Consider a code:
import org.apache.flink.table.api.Table;
import org.apache.flink.table.api.bridge.java.StreamTableEnvironment;
class Scratch {
public static void main(String[] args) {
StreamTableEnvironment tableEnv = /*some init code here*/;
tableEnv.executeSql("CREATE TABLE my_table (\n"
" id STRING,\n"
" createdDate DATE,\n"
" `date` STRING "
" ) PARTITIONED BY (`date`) \n"
" WITH (\n"
" 'connector' = 'filesystem',\n"
" 'path' = 's3://my-bucket/',\n"
" 'format' = 'json'\n"
" )");
tableEnv.executeSql("CREATE TABLE output_table (\n"
" id STRING,\n"
" created_date DATE,\n"
" count_value BIGINT,\n"
" PRIMARY KEY (id, created_date) NOT ENFORCED\n"
") WITH (\n"
" 'connector' = 'filesystem', \n"
" 'path' = 's3://some-bucket/output-table/',\n"
" 'format' = 'json'\n"
" )");
Table temp = tableEnv.sqlQuery(
" SELECT id as id, "
" max(createdDate) as created_date, "
" COUNT(DISTINCT(id)) as count_value "
" from my_table\n"
" GROUP BY createdDate, id"
);
temp.executeInsert("output_table");
}
}
This will give me error:
org.apache.flink.client.program.ProgramInvocationException: The main method caused an error: Table sink 'default_catalog.default_database.output_table' doesn't support consuming update changes which is produced by node GroupAggregate(select=[MIN($f0) AS id, MAX(createdDate) AS created_date, COUNT(DISTINCT $f2) AS count_value ])

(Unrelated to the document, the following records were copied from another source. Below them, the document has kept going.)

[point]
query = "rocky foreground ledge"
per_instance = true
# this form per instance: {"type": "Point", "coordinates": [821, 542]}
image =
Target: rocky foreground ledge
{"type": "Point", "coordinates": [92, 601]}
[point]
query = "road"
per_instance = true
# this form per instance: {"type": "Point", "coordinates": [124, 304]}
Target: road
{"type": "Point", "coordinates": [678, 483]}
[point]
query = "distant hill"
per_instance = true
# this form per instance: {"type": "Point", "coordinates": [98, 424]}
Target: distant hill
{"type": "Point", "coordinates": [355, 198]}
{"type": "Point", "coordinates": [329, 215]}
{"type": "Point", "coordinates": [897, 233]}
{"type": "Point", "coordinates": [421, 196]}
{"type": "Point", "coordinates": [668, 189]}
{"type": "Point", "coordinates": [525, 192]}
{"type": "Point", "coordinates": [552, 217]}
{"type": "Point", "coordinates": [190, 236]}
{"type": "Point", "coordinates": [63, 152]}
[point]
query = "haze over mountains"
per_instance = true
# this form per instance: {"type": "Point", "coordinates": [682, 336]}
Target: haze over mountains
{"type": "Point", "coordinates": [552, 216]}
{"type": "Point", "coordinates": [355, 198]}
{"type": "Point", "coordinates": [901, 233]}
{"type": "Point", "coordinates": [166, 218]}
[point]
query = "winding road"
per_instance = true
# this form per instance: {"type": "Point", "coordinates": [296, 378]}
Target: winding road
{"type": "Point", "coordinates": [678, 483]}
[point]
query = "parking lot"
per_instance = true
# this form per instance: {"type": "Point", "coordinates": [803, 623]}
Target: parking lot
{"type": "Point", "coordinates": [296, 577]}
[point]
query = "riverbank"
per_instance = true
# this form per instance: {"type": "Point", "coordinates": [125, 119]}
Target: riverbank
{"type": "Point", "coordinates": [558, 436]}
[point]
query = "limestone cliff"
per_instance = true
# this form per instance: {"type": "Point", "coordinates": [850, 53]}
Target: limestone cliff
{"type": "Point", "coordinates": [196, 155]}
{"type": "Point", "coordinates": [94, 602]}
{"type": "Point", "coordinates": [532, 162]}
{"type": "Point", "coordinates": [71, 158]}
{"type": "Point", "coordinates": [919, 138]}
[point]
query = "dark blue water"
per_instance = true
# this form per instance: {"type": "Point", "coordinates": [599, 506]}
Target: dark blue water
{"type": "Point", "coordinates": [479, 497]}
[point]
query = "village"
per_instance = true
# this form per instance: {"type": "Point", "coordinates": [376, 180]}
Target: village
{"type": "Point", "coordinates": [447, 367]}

Is there a way to write aggregation to s3 via flink? (a flink is run in batch mode)
CodePudding user response:
As it is you are running the query in streaming mode, which requires a sink that can handle the updates and deletes coming from the aggregation.

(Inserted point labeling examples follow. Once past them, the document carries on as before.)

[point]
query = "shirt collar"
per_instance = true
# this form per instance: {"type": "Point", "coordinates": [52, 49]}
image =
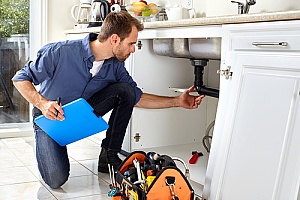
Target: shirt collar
{"type": "Point", "coordinates": [86, 45]}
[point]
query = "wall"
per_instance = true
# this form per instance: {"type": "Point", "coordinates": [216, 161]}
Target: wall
{"type": "Point", "coordinates": [225, 7]}
{"type": "Point", "coordinates": [59, 17]}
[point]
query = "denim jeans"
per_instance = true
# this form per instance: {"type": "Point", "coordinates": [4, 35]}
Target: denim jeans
{"type": "Point", "coordinates": [53, 161]}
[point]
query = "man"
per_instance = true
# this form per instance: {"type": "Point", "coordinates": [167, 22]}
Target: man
{"type": "Point", "coordinates": [92, 68]}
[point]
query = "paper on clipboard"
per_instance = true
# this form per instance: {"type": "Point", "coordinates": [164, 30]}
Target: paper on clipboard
{"type": "Point", "coordinates": [80, 122]}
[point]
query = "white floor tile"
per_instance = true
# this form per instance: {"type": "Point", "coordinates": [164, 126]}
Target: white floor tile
{"type": "Point", "coordinates": [8, 159]}
{"type": "Point", "coordinates": [80, 187]}
{"type": "Point", "coordinates": [93, 166]}
{"type": "Point", "coordinates": [32, 191]}
{"type": "Point", "coordinates": [94, 197]}
{"type": "Point", "coordinates": [84, 153]}
{"type": "Point", "coordinates": [76, 169]}
{"type": "Point", "coordinates": [26, 155]}
{"type": "Point", "coordinates": [20, 178]}
{"type": "Point", "coordinates": [16, 175]}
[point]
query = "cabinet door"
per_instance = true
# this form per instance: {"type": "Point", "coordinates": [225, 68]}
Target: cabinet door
{"type": "Point", "coordinates": [260, 150]}
{"type": "Point", "coordinates": [163, 127]}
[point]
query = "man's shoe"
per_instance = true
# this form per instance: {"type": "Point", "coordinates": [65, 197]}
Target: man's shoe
{"type": "Point", "coordinates": [108, 157]}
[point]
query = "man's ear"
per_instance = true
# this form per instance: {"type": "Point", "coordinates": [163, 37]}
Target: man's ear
{"type": "Point", "coordinates": [114, 38]}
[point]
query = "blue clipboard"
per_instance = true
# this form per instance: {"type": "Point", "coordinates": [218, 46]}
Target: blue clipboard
{"type": "Point", "coordinates": [80, 122]}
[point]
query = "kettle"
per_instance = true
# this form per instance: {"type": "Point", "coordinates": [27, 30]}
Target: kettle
{"type": "Point", "coordinates": [83, 13]}
{"type": "Point", "coordinates": [99, 10]}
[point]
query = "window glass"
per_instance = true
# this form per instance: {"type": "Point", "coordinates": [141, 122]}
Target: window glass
{"type": "Point", "coordinates": [14, 53]}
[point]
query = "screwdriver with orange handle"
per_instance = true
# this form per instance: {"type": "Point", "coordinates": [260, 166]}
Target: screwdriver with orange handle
{"type": "Point", "coordinates": [195, 156]}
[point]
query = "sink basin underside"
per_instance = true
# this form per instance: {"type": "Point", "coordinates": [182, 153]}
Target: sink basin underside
{"type": "Point", "coordinates": [197, 48]}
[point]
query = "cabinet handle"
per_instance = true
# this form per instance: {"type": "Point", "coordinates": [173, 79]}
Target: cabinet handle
{"type": "Point", "coordinates": [225, 72]}
{"type": "Point", "coordinates": [284, 44]}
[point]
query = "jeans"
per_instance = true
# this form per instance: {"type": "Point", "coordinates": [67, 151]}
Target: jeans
{"type": "Point", "coordinates": [52, 159]}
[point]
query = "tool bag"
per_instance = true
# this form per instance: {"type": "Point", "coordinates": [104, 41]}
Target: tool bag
{"type": "Point", "coordinates": [150, 176]}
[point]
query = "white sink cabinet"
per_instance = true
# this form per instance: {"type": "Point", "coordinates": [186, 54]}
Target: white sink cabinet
{"type": "Point", "coordinates": [259, 152]}
{"type": "Point", "coordinates": [255, 151]}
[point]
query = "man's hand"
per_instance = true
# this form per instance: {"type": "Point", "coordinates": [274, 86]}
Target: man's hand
{"type": "Point", "coordinates": [50, 109]}
{"type": "Point", "coordinates": [188, 101]}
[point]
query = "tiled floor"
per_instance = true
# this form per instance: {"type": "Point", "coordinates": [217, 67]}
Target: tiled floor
{"type": "Point", "coordinates": [20, 179]}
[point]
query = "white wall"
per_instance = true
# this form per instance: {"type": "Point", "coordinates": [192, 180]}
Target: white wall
{"type": "Point", "coordinates": [225, 7]}
{"type": "Point", "coordinates": [59, 17]}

This will work if you either
- produce the results in a CDC (changelog) format, such as debezium,
- or run the job in batch mode
To run in batch mode, you can do this:
import org.apache.flink.table.api.EnvironmentSettings;
import org.apache.flink.table.api.TableEnvironment;
EnvironmentSettings settings = EnvironmentSettings
.newInstance()
.inBatchMode()
.build();
TableEnvironment tEnv = TableEnvironment.create(settings);
If you need to use the Table API in batch execution mode while also having access to the DataStream API, this is only possible since Flink 1.14.